On the other hand, some researchers look to examples from historical times in order to hypothesize how domestication occurred. For example, while Native American cultures captured and rode horses from the 16th century on, most tribes did not exert significant control over their breeding, thus their horses developed a genotype and phenotype adapted to the uses and climatological conditions in which they were kept, making them more of a landrace than a planned breed as defined by modern standards, but nonetheless "domesticated."
Thus, on one hand, logic suggests that horses would have been ridden long before they were driven. But it is also far more difficult to gather evidence of this, as the materials required for riding—simple hackamores or blankets--would not survive as artifacts, and other than tooth wear from a bit, the skeletal changes in an animal that was ridden would not necessarily be particularly noticeable. Direct evidence of horses being driven is much stronger.
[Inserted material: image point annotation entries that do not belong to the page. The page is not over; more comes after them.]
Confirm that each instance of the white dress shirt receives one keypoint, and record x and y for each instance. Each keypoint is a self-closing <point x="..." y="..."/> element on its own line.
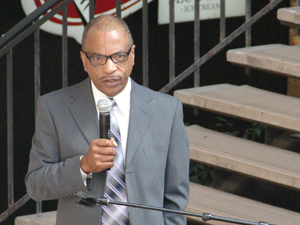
<point x="121" y="111"/>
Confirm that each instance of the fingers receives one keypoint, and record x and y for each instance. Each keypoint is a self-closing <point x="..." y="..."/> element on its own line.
<point x="100" y="155"/>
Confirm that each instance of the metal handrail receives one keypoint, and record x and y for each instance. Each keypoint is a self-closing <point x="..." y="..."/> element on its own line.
<point x="219" y="46"/>
<point x="33" y="21"/>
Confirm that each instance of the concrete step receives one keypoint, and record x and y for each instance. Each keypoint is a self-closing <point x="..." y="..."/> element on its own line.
<point x="218" y="203"/>
<point x="289" y="16"/>
<point x="275" y="58"/>
<point x="47" y="218"/>
<point x="239" y="155"/>
<point x="245" y="102"/>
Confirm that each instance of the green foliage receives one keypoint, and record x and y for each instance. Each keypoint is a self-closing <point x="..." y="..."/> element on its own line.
<point x="201" y="174"/>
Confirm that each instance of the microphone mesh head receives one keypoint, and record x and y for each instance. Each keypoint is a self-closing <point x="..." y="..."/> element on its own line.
<point x="104" y="105"/>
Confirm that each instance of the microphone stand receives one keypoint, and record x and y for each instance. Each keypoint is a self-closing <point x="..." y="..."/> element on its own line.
<point x="90" y="201"/>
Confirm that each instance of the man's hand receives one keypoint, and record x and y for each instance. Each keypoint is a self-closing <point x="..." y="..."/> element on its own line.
<point x="100" y="156"/>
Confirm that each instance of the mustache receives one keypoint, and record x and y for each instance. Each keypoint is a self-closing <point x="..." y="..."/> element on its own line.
<point x="115" y="77"/>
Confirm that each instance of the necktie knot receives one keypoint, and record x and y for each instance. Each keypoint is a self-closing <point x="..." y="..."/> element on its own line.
<point x="113" y="102"/>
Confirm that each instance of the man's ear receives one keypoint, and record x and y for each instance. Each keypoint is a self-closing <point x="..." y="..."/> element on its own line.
<point x="84" y="60"/>
<point x="133" y="53"/>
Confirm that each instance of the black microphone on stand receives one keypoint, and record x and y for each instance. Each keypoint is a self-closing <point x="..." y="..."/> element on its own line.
<point x="104" y="107"/>
<point x="90" y="201"/>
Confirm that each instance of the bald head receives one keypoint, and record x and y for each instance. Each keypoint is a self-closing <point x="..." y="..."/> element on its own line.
<point x="106" y="23"/>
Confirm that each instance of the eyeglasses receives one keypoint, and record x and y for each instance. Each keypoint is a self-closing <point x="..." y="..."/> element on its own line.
<point x="102" y="59"/>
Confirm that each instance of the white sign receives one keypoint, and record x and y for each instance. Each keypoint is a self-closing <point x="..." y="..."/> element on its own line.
<point x="79" y="9"/>
<point x="209" y="9"/>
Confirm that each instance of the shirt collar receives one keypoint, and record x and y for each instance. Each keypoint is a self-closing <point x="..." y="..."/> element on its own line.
<point x="122" y="99"/>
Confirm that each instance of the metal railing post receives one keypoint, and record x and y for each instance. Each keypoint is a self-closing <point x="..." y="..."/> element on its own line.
<point x="118" y="7"/>
<point x="10" y="141"/>
<point x="37" y="79"/>
<point x="197" y="42"/>
<point x="65" y="47"/>
<point x="222" y="20"/>
<point x="171" y="41"/>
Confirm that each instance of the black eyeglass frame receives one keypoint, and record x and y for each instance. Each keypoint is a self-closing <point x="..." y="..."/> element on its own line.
<point x="110" y="56"/>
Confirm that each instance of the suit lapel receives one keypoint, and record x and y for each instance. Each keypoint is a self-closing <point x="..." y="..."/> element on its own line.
<point x="84" y="110"/>
<point x="141" y="114"/>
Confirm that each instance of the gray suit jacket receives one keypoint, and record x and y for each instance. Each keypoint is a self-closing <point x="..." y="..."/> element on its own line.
<point x="157" y="156"/>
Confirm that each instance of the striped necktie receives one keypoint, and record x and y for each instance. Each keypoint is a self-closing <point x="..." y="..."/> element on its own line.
<point x="115" y="189"/>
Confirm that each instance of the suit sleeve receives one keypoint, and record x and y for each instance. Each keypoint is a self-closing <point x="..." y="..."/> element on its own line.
<point x="48" y="177"/>
<point x="177" y="171"/>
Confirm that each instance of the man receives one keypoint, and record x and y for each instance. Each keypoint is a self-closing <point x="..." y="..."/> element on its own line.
<point x="67" y="155"/>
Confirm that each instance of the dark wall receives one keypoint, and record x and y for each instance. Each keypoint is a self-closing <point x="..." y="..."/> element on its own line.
<point x="268" y="30"/>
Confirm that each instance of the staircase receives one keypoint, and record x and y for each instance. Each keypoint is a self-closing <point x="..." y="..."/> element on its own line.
<point x="243" y="158"/>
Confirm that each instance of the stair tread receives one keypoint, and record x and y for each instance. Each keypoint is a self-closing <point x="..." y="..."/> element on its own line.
<point x="244" y="156"/>
<point x="289" y="14"/>
<point x="46" y="218"/>
<point x="204" y="199"/>
<point x="276" y="58"/>
<point x="246" y="102"/>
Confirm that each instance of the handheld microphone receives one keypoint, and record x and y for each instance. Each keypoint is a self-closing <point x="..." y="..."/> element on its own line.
<point x="104" y="106"/>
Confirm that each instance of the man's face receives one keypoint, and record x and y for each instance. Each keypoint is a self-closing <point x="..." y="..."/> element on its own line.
<point x="110" y="78"/>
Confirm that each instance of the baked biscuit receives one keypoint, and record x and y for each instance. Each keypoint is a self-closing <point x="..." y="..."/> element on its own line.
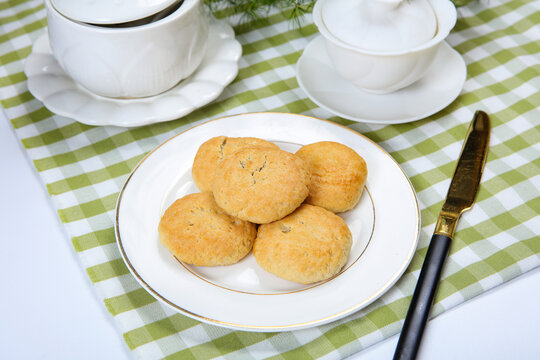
<point x="198" y="232"/>
<point x="261" y="184"/>
<point x="311" y="244"/>
<point x="338" y="175"/>
<point x="213" y="151"/>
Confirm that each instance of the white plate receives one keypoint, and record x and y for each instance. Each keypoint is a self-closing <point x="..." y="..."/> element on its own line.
<point x="385" y="226"/>
<point x="436" y="90"/>
<point x="60" y="94"/>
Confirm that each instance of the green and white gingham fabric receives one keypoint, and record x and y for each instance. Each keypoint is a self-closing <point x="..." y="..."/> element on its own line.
<point x="85" y="167"/>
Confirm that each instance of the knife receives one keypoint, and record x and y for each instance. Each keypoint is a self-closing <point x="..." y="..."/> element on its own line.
<point x="460" y="198"/>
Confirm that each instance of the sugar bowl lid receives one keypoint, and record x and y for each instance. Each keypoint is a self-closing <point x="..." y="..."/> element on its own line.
<point x="380" y="25"/>
<point x="107" y="12"/>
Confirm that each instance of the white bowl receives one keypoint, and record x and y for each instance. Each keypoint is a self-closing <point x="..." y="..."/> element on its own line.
<point x="130" y="62"/>
<point x="384" y="72"/>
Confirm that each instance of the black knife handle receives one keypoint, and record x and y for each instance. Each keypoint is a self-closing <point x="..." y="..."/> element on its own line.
<point x="422" y="299"/>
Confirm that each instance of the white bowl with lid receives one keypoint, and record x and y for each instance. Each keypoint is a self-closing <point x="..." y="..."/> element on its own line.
<point x="127" y="49"/>
<point x="382" y="46"/>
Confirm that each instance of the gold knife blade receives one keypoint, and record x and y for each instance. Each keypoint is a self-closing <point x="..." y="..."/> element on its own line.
<point x="460" y="197"/>
<point x="466" y="179"/>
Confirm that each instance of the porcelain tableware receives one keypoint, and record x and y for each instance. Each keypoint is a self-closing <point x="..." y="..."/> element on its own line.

On the other hand, others argue that evidence of bit wear does not necessarily correlate to riding. Some theorists speculate that a horse could have been controlled from the ground by placing a bit in the mouth, connected to a lead rope, and leading the animal while pulling a primitive wagon or plow. Since oxen were usually relegated to this duty in Mesopotamia, it is possible that early plows might have been attempted with the horse, and a bit may indeed have been significant as part of agrarian development rather than as warfare technology.
While riding may have been practiced during the 4th and 3rd millennia BC, and the disappearance of "Old European" settlements may be related to attacks by horseback-mounted warriors, the clearest impact by horses on ancient warfare was by pulling chariots, introduced circa 2000 BC.
Horses in the Bronze Age were relatively small by modern standards, which led some theorists to believe the ancient horses were too small to be ridden and so must have been driven. Herodotus' description of the Sigynnae, a steppe people who bred horses too small to ride but extremely efficient at drawing chariots, illustrates this stage. However, as horses remained generally smaller than modern equines well into the Middle Ages, this theory is highly questionable.
The Iron Age in Mesopotamia saw the rise of mounted cavalry as a tool of war, as evidenced by the notable successes of mounted archer tactics used by various invading equestrian nomads such as the Parthians. Over time, the chariot gradually become obsolete.
The horse of the Iron Age was still relatively small, perhaps 12.2 to 14.2 hands high (1.27 to 1.47 meters, measured at the withers.) This was shorter overall average height than modern riding horses, which range from 14.2 to 17.2 hh (1.47 to 1.78 meters). However, small horses were used successfully as light cavalry for many centuries. For example, Fell ponies, believed to be descended from Roman cavalry horses, are comfortably able to carry fully grown adults (although with rather limited ground clearance) at an average height of 13.2 hands (1.37 m). Likewise, the Arabian horse is noted for a short back and dense bone, and the successes of the Muslims against the heavy mounted knights of Europe demonstrated that a 14.2 hand horse can easily carry a full-grown human adult into battle.
Mounted warriors such as the Scythians, Huns and Vandals of late Roman antiquity, the Mongols who invaded eastern Europe in the 7th century through 14th centuries AD, the Muslim warriors of the 8th through 14th centuries AD, and the American Indians in the 16th through 19th centuries each demonstrated effective forms of light cavalry.